“Look at me,” he whispered.
I did.
And the world steadied.
Every thrust pulled another sound from me, every roll of his hips chased away the echo of footsteps behind cabin walls. His hands held my hips, my thighs, my jaw; anchoring me, worshipping me, reminding me I was alive, wanted, and his.
Pleasure coiled tight in my belly, heat climbing higher and higher until it broke in a wave that stole my breath. I cried out, clinging to him as the world dissolved into light. Eric followed with a rough groan against my throat, his body shuddering as he held me through it, as if he could keep me safe, even from the force of my own pleasure. When the tremors eased, he collapsed gently beside me, pulling me against his chest. His hand drifted through my damp hair; his heartbeat steady under my ear. There was no fear. No running. Just him. Us.
He pressed a lingering kiss to my forehead. “I’m not letting anything touch you, Harmony. Not now. Not ever.”
Eric’s hand stilled at my waist, like the thought had caught him mid-breath.
“Harmony,” he said quietly.
I lifted my head, meeting his eyes in the dim light. There was something there I hadn’t seen before. Not fear. Not urgency. Certainty. The kind that doesn’t rush.
“I love you,” he said. Not loud. Not careful. Just true.
The words hit me harder than everything we’d survived. Because they weren’t a promise or a shield. They were a choice.
My throat closed. I pressed my palm to his chest, feeling his heart steady beneath it.
“I love you too,” I said. And this time, saying it didn’t feel like surrender. It felt like standing still and finally knowing I was safe to be seen.
He didn’t kiss me right away. He just held me, forehead resting against mine, like the words themselves needed room to exist between us. I drifted against him, boneless and warm, the storm outside fading beneath the sound of his heartbeat. For the first time all night, sleep didn’t feel like a threat. It felt like surrendering into safety. Into him.
CHAPTER 53
Eric
Harmony slept tucked against me, soft breaths warming my chest, her leg tangled with mine beneath the blanket. For a few blissful minutes after she drifted off, the world had felt small and quiet. Threats felt distant, her body loose and sated in my arms. But peace in this house never seemed to last long. A soft knock sounded at the doorframe.
Becket’s voice dropped low. “Eric. You need to come downstairs.”
My entire body went rigid. Harmony mumbled, half-asleep, reaching for me, even as I slipped out from beneath the covers. I pressed a kiss to her shoulder. “I’m right here. Just checking something with Becket.”

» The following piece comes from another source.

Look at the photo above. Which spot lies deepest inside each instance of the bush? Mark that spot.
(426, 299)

Her fingers loosened reluctantly.
When I stepped into the hallway, Becket’s face told me everything before he spoke.
“What happened?” I asked.
He held up a grainy photograph taken from our exterior trail cam. A figure moved along the tree line, shoulders hunched, head down, but unmistakablywatching.
“He was here,” Becket said. “Again.”
My stomach dropped. “When?”
“About an hour ago”
I scrubbed a hand over my jaw.
“Anything useful?” I asked.
“Footprints,” he said. “Circling the orchard. Tight pattern. Someone scouting angles, not wandering.”
I swore under my breath. “He’s measuring blind spots.”